El aspecto de Quéreas, en su primer encuentro con Calírroe, resplandece, como tocado por un dios: a la manera de Odiseo cuando es bañado por la luz de Palas Atenea o Eneas iluminado por el resplandor de Venus, pero el flechazo de Eros es tan certero como despiadado, tan funesto como auspicioso, tan afligente como providencial. Y lo es tanto para Quéreas como para su enamorada, Calírroe: “terriblemente sufría la muchacha”, “a él se le agravaba la enfermedad” (ob. cit., pp. 35 et passim). Es un tema caro a la cosmovisión espiritual de la Antigüedad, una concepción que va a perdurar durante siglos y una de cuyas primeras semillas fue plantada por Platón en Fedro o el amor, diálogo que, según opinión casi unánime, se puede ubicar entre sus obras de madurez. De modo sucinto: Sócrates se encuentra con Fedro (el comienzo de este diálogo platónico y el inicio de Leucipa y Clitofonte guardan curiosas similitudes de tono y ámbito espacial), quien ha estado en casa de Licias y pone a consideración de Sócrates las reflexiones de Licias en torno a tema tan controvertido como el del amor. En un momento del diálogo y en respuesta a lo planteado por Licias, por boca de Fedro, Sócrates señala: “Pero cuando [el alma] está separada del objeto amado, el fastidio la consume… (…)… se pone furiosa y fuera de sí de tanto sufrir, mientras el recuerdo de la belleza la inunda de alegría. Estos dos sentimientos la dividen y la turban, y en la confusión a que la arrojan tan extrañas emociones, se angustia, y en su frenesí no puede ni descansar de noche ni gozar durante el día de alguna tranquilidad… (…)…A esta afección, precioso joven, los hombres la llaman amor”. No difiere mucho de la desalentadora exposición socrática una estrofa de la “Copla”, de Juan Boscán, incluida en la Antología poética del Renacimiento hispánico (editorial Origen, México, 1984, 181 páginas; edición preparada por Antonio Prieto): “Que’l amor, / quando hiere, es muy mejor / que sea su mal crecido, / porque se pierda el sentido / con la fuerza del dolor.” O el celebérrimo soneto de Lope, “Definición del amor”.

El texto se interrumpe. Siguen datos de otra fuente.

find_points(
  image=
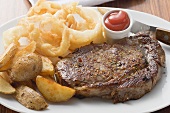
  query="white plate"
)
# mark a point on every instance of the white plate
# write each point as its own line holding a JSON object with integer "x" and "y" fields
{"x": 158, "y": 98}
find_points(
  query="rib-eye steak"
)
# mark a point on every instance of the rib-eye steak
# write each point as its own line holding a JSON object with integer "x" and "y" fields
{"x": 127, "y": 69}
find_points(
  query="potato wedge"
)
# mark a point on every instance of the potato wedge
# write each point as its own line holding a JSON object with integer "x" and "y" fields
{"x": 5, "y": 87}
{"x": 26, "y": 67}
{"x": 6, "y": 77}
{"x": 8, "y": 54}
{"x": 53, "y": 91}
{"x": 30, "y": 48}
{"x": 47, "y": 68}
{"x": 30, "y": 98}
{"x": 7, "y": 66}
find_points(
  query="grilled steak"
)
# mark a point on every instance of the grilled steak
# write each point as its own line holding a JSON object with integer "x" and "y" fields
{"x": 127, "y": 69}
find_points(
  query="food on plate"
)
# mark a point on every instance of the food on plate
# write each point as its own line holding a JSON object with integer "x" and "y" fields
{"x": 13, "y": 34}
{"x": 53, "y": 91}
{"x": 30, "y": 98}
{"x": 47, "y": 67}
{"x": 43, "y": 6}
{"x": 117, "y": 20}
{"x": 126, "y": 70}
{"x": 70, "y": 37}
{"x": 5, "y": 87}
{"x": 26, "y": 67}
{"x": 6, "y": 77}
{"x": 7, "y": 55}
{"x": 56, "y": 34}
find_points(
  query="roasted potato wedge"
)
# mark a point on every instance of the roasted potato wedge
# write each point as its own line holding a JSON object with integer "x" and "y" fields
{"x": 6, "y": 77}
{"x": 30, "y": 98}
{"x": 7, "y": 66}
{"x": 26, "y": 67}
{"x": 8, "y": 54}
{"x": 53, "y": 91}
{"x": 47, "y": 68}
{"x": 5, "y": 87}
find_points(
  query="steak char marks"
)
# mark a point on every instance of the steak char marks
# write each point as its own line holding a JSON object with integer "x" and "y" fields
{"x": 127, "y": 69}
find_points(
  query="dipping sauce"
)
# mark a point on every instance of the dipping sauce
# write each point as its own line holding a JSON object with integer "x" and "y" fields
{"x": 117, "y": 21}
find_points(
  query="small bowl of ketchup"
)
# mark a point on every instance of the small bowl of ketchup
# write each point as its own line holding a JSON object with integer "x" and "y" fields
{"x": 117, "y": 24}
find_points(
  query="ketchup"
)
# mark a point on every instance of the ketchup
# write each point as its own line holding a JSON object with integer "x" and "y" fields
{"x": 117, "y": 21}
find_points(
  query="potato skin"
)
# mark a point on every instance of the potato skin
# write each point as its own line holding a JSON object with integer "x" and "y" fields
{"x": 26, "y": 67}
{"x": 30, "y": 98}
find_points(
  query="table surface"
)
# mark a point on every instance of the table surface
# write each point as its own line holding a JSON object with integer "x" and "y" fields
{"x": 14, "y": 8}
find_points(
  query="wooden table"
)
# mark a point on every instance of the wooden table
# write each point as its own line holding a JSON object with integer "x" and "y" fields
{"x": 10, "y": 9}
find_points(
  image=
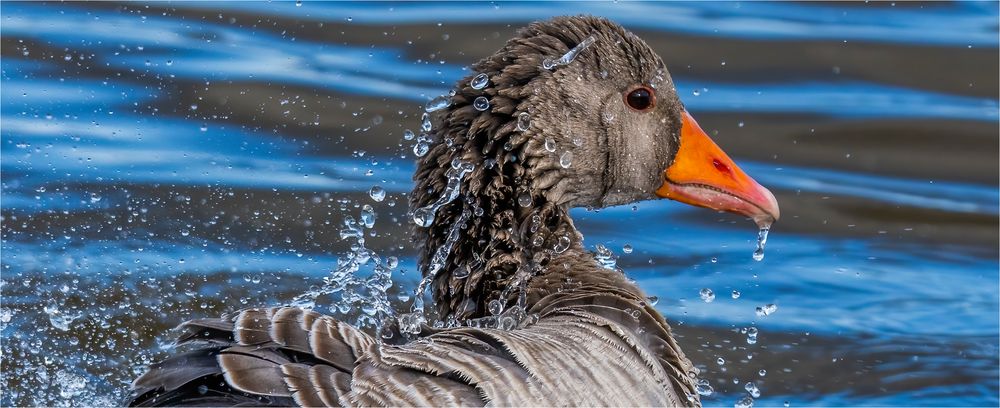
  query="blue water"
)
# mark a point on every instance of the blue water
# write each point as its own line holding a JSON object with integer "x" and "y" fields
{"x": 169, "y": 161}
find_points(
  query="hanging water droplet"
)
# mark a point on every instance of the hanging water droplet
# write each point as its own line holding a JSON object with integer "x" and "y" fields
{"x": 368, "y": 216}
{"x": 758, "y": 254}
{"x": 411, "y": 322}
{"x": 425, "y": 122}
{"x": 605, "y": 257}
{"x": 495, "y": 307}
{"x": 766, "y": 309}
{"x": 438, "y": 103}
{"x": 479, "y": 81}
{"x": 745, "y": 402}
{"x": 461, "y": 272}
{"x": 703, "y": 388}
{"x": 377, "y": 193}
{"x": 570, "y": 55}
{"x": 481, "y": 103}
{"x": 562, "y": 244}
{"x": 566, "y": 160}
{"x": 523, "y": 121}
{"x": 420, "y": 149}
{"x": 524, "y": 200}
{"x": 550, "y": 144}
{"x": 423, "y": 217}
{"x": 707, "y": 295}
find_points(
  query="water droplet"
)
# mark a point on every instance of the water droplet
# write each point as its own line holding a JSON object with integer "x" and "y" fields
{"x": 523, "y": 121}
{"x": 566, "y": 160}
{"x": 766, "y": 309}
{"x": 495, "y": 307}
{"x": 605, "y": 257}
{"x": 479, "y": 81}
{"x": 570, "y": 55}
{"x": 562, "y": 244}
{"x": 420, "y": 149}
{"x": 758, "y": 254}
{"x": 368, "y": 216}
{"x": 703, "y": 388}
{"x": 524, "y": 200}
{"x": 423, "y": 217}
{"x": 425, "y": 122}
{"x": 745, "y": 402}
{"x": 437, "y": 103}
{"x": 481, "y": 103}
{"x": 550, "y": 144}
{"x": 707, "y": 295}
{"x": 411, "y": 322}
{"x": 377, "y": 193}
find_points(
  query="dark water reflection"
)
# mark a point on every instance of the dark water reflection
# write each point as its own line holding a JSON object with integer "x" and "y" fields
{"x": 168, "y": 161}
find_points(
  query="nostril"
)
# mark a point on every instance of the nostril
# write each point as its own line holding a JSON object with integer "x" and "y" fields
{"x": 722, "y": 167}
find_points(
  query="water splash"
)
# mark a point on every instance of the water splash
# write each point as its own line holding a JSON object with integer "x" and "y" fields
{"x": 758, "y": 254}
{"x": 424, "y": 216}
{"x": 570, "y": 55}
{"x": 411, "y": 322}
{"x": 707, "y": 295}
{"x": 365, "y": 293}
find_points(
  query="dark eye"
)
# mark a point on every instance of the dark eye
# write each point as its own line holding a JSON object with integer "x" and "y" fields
{"x": 641, "y": 98}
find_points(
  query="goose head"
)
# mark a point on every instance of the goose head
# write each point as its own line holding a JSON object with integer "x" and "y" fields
{"x": 571, "y": 112}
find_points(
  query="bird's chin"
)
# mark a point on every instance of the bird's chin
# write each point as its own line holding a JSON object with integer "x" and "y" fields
{"x": 762, "y": 208}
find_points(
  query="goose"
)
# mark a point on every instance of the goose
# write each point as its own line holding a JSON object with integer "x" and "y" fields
{"x": 571, "y": 112}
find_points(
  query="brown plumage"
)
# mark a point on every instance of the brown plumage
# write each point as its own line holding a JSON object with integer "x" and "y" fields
{"x": 590, "y": 338}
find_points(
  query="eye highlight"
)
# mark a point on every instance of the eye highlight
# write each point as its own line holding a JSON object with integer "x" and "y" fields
{"x": 641, "y": 98}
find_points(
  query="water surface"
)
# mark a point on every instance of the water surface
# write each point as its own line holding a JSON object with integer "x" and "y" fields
{"x": 169, "y": 161}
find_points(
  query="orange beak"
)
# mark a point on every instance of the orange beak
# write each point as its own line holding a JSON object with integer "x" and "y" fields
{"x": 703, "y": 175}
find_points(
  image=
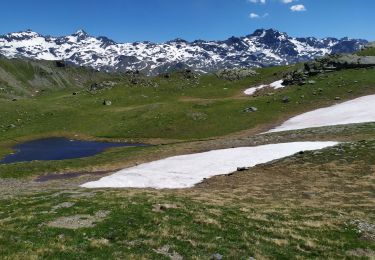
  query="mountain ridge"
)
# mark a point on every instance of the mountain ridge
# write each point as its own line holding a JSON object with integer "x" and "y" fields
{"x": 264, "y": 47}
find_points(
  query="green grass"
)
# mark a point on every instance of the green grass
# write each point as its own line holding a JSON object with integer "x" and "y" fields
{"x": 369, "y": 51}
{"x": 282, "y": 227}
{"x": 176, "y": 108}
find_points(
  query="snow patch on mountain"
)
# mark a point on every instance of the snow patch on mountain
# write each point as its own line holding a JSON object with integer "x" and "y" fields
{"x": 262, "y": 48}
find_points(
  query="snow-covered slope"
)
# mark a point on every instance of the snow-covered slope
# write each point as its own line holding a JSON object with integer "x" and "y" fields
{"x": 185, "y": 171}
{"x": 351, "y": 112}
{"x": 262, "y": 48}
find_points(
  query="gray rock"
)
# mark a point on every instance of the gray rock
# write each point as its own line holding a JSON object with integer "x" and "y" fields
{"x": 286, "y": 99}
{"x": 216, "y": 256}
{"x": 107, "y": 102}
{"x": 250, "y": 109}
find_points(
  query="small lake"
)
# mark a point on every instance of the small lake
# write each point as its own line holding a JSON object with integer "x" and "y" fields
{"x": 59, "y": 148}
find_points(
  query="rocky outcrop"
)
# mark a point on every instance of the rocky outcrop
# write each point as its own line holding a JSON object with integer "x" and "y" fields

Si de belleza discurre Sócrates, uno de los caracteres que tienen en común los jóvenes enamorados de estas novelas es el de haber sido dotados de una belleza superlativa que se asimila al splendor formae de los dioses: Calírroe es confundida con Afrodita o, en ocasiones, con una Nereida que ha salido del mar; los efesios no pueden diferenciar a la Antía, de las Efesíacas, de Ártemis; la belleza de Dafnis es “comparable a la del dios” (ob. cit., p 31); Leucipa es un trasunto de Selene, diosa griega de la Luna y hermosísima deidad; no menos hermosos son sus pares masculinos: Quéreas, Habrócomes (“gran obra de arte de belleza”, ob. cit., p. 231), Cloe y Clitofonte respectivamente. Pero el tributo que se paga por esta belleza sobrenatural es la innumerable cantidad de infortunios que la misma suscita: intentos de suicidio de los amantes por estar separados uno de otro; hombres y mujeres que están dispuestos a matar o morir por acceder a uno de los miembros de la pareja; despiertan pasiones tanto homo como heterosexuales; queda claro que cuando los dioses conceden un don, éste también puede cristalizarse bajo la forma de una condena (en este caso, la condena de la belleza). No en vano Quéreas exclama, en una de las cumbres de su desasosiego: “¡En sueños y en la realidad me odian los dioses!” (ob. cit., p. 150). Aquello que aquí resuena es el diálogo de los dos servidores en Los caballeros, de Aristófanes: el primero le pregunta al segundo: “¿Tú crees realmente en los dioses?”, éste le responde: “¿Yo? ¡Naturalmente!”, el primero indaga: “¿Y en qué te fundas?”, y el segundo servidor responde sin hesitar: “”En que me detestan. ¿No crees que es un argumento suficiente?”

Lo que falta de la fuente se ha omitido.